According to a statement released by the DA's office, prosecutors in the vehicular crimes section "deviated" from office policy in filing criminal charges in the cases that are under review.
"The Vehicular Crime Section had deviated from the long-standing practice of this office concerning what was necessary to raise a civil negligent traffic accident case to that of criminal negligence." -- Harris County DA's Office statement
In response to claims from law enforcement personnel that this case review would make Houston's roads more dangerous for motorists, the DA's office said, in a written statement, that streets would not be made less safe if the office followed the law when deciding when to bring criminal charges against a motorist.

The sad reality of living in a major metropolitan area is that with more cars on the roads, accidents are more likely to happen -- including fatality accidents. In Houston we like to drive fast, and that leads to accidents. But that's what they are, for the most part -- accidents. There is a difference between civil negligence and criminal negligence when it comes to accidents.

It's one thing to cause an accident because you're driving too fast, it's quite another to cause an accident because you're under the influence of drugs or alcohol or because you're involved in a high-speed race on the freeway.

3 comments:

Kim said...

If you cause a wreck due to alcohol, drugs, or a high speed chase, why is that any different from causing a wreck from driving too fast? There are laws in place for all of the above. Why is one any worse than the other? They all have the same outcome. Please explain to me why someone who is not under the influence of anything, but crosses over the yellow line and kills someone is not held criminally liable. They were doing something wrong or else they wouldn't have been across the yellow line.

Houston DWI Attorney Paul B. Kennedy, said...

Thank you for your comment. There is a difference between being civilly liable for an accident and being criminally liable for an accident. Most accidents are caused by a driver's negligence (driving too fast, not keeping a proper lookout, following too closely, etc.) -- that's a far cry from criminal negligence.

To be criminally negligent, one's behavior must be so far outside the realm of reasonable behavior that he had to know he could cause injury or death to another.

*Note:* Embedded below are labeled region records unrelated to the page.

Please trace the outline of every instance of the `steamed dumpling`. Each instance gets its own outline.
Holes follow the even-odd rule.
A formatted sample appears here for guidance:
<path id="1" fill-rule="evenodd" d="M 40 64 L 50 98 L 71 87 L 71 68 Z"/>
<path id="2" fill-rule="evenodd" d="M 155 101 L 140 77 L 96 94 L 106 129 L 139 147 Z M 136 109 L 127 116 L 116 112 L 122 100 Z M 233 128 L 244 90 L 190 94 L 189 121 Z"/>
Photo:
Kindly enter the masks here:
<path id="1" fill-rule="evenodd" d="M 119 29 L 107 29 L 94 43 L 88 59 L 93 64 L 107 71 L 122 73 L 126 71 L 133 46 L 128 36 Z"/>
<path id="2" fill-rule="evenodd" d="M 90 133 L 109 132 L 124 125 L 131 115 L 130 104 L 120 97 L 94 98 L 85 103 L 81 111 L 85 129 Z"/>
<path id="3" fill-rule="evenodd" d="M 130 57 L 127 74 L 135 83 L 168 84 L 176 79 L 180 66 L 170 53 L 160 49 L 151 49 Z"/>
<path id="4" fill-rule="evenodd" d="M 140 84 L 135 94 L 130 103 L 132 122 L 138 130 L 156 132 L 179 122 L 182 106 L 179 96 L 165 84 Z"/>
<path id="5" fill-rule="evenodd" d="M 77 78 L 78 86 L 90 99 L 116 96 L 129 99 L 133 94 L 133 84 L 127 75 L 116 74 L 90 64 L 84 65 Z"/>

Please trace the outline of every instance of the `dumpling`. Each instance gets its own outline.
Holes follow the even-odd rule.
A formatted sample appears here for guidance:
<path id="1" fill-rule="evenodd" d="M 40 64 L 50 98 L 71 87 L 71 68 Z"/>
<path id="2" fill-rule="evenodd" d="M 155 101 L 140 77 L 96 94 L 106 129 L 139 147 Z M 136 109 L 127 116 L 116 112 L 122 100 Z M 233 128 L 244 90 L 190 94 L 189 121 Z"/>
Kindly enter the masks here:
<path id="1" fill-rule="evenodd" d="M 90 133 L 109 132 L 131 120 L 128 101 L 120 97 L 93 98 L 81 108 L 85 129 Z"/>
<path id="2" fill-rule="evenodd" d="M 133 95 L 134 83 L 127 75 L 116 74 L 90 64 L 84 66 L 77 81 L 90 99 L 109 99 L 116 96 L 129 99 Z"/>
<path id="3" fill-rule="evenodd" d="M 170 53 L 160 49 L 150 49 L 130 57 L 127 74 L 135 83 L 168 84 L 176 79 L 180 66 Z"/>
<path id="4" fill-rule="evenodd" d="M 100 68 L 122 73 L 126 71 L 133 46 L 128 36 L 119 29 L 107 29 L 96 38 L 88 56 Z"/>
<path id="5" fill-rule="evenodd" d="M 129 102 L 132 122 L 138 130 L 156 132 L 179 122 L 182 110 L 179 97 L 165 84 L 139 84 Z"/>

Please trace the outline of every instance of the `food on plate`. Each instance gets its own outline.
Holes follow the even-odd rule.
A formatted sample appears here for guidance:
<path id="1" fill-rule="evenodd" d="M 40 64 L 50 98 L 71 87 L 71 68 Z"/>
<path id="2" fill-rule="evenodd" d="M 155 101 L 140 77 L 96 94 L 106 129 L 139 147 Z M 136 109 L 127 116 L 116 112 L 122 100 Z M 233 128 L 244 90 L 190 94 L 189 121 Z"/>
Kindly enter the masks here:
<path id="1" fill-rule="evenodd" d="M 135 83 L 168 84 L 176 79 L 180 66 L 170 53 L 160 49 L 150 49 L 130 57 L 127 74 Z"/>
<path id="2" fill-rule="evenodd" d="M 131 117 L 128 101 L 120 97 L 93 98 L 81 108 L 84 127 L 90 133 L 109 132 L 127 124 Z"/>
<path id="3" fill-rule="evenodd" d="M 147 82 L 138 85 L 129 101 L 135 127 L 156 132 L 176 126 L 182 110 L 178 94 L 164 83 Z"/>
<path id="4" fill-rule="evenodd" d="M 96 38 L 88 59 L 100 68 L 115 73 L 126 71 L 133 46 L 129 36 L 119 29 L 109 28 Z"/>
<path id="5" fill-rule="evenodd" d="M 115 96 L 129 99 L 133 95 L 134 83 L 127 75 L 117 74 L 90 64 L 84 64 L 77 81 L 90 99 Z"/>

Now if someone is driving 100+ mph on the freeway with moderate to heavy traffic and is bumping people out of the way -- that crosses the line. But to subject a driver to felony charges just because he was speeding and caused an accident is absurd.

Kim said...

Thank you for your reply. Do people think that when you drink and drive that you intend on killing people? When you speed do you intend on killing people? I am going to run this stop sign and kill someone? No. What’s absurd is not having the same laws for the same crime. Killing is killing, no matter how you do it. When you drink and drive you know you are taking a risk of hurting someone, when you speed, you know you are taking a chance on hurting someone. When you are drinking you are not thinking right, (which is still no excuse) however, when you are sober and speeding, you know exactly what you are doing. Driving is a huge responsibility. Laws need to change to make people more responsible for there actions.